I am a newbie to pytorch and I am facing performance issue
Below is my code:
import torchvision
import torchvision.transforms as transforms
import torch
import torch.nn as nn
import torch.nn.functional as F
import torch.optim as optim
import torch.utils.data as data_utils
import torch.nn.init as init
from torch.autograd import Variable
print("OS: ", sys.platform)
print("Python: ", sys.version)
print("PyTorch: ", torch.__version__)
print("Numpy: ", np.__version__)
print("GPU: ", get_gpu_name())
print(get_cuda_version())
print("CuDNN Version ", get_cudnn_version())
#I'm running in google colab
#OS: linux
#Python: 3.6.7 (default, Oct 22 2018, 11:32:17)
#[GCC 8.2.0]
#PyTorch: 1.1.0
#Numpy: 1.16.3
#GPU: ['Tesla T4']
#CUDA Version 10.0.130
#CuDNN Version 7.5.1
#getting the data
x_train, x_test, y_train, y_test = cifar_for_library(channel_first = True)
#cifar_for_library is from common
class create_pytorch_model(nn.Module):
def __init__(self, n_classes=N_CLASSES):
super(create_pytorch_model, self).__init__()
self.conv1 = nn.Conv2d(3, 50, kernel_size=3, padding=1)
self.conv2 = nn.Conv2d(50, 50, kernel_size=3, padding=1)
self.conv3 = nn.Conv2d(50, 100, kernel_size=3, padding=1)

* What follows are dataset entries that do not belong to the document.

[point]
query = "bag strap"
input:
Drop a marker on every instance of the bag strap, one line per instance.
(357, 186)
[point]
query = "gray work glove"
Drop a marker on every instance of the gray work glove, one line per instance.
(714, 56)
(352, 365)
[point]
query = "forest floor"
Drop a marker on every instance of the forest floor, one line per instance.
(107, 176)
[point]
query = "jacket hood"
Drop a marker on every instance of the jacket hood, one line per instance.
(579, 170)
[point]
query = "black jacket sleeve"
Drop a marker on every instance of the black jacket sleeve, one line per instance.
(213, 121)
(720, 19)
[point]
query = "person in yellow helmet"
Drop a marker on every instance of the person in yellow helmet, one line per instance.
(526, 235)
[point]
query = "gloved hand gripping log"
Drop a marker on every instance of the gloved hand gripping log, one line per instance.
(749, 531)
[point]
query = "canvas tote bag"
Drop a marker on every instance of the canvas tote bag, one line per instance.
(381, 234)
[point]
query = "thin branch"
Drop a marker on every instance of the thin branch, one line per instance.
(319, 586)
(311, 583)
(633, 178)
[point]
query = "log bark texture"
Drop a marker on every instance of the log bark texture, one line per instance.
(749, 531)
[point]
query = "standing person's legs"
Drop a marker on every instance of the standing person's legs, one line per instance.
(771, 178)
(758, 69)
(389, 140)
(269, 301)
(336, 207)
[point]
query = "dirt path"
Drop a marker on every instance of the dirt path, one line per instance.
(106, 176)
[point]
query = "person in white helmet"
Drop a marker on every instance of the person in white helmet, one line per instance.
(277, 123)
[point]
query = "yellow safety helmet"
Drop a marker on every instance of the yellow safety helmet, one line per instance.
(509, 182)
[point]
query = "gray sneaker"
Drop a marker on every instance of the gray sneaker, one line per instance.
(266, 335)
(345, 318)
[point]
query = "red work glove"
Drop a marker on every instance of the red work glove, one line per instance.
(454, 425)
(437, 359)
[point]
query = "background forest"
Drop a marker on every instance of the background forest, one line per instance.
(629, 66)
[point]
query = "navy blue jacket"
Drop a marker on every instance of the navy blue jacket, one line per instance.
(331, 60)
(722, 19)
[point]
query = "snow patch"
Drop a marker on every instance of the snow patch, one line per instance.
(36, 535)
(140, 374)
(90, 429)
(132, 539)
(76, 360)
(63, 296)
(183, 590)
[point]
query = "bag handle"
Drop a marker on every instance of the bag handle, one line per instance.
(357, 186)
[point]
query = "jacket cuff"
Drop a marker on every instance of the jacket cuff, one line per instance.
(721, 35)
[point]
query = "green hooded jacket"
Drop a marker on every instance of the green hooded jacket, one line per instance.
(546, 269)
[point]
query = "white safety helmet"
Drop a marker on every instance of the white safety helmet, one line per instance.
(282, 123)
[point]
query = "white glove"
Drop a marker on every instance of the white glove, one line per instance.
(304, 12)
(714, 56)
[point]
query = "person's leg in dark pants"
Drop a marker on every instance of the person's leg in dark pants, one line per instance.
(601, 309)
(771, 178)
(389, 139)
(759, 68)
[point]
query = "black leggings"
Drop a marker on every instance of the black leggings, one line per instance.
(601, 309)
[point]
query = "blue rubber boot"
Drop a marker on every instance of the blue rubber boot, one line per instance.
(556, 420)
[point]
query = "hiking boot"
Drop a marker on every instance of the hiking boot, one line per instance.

self.conv4 = nn.Conv2d(100, 100, kernel_size=3, padding=1)
# feature map size is 8*8 by pooling
self.fc1 = nn.Linear(100*8*8, 512)
self.fc2 = nn.Linear(512, n_classes)
def forward(self, x):
# PyTorch requires a flag for training in dropout
x = self.conv2(F.relu(self.conv1(x)))
x = F.relu(F.max_pool2d(x, kernel_size=2, stride=2))
x = F.dropout(x, 0.25, training=self.training)
x = self.conv4(F.relu(self.conv3(x)))
x = F.relu(F.max_pool2d(x, kernel_size=2, stride=2))
x = F.dropout(x, 0.25, training=self.training)
x = x.view(-1, 100*8*8) # reshape Variable
x = F.dropout(F.relu(self.fc1(x)), 0.5, training=self.training)
return self.fc2(x)
pytorch_model = create_pytorch_model().cuda()
optimizer = optim.SGD(pytorch_model.parameters(), lr, momentum)
criterion = nn.CrossEntropyLoss()
pytorch_model.train()
for j in range(10):
for data, target in yield_mb(x_train, y_train, BATCHSIZE, shuffle=True):
data = Variable(torch.FloatTensor(data).cuda())
target = Variable(torch.LongTensor(target).cuda())
optimizer.zero_grad()
output = sym(data)
loss = criterion(output, target)
loss.backward()
optimizer.step()
print('Epoch %d' % (j))
Link to my full code(jupyter notebook)
Link to my full code(.py file)
It took 2 mins 15 secs to train with cuda.
While mxnet takes only 40 secs to train with using same data and same data loader.
This makes pytorch 3x slower than mxnet!!!
What am I doing wrong?
Or is this normal?
Any suggestion would be very appreciated.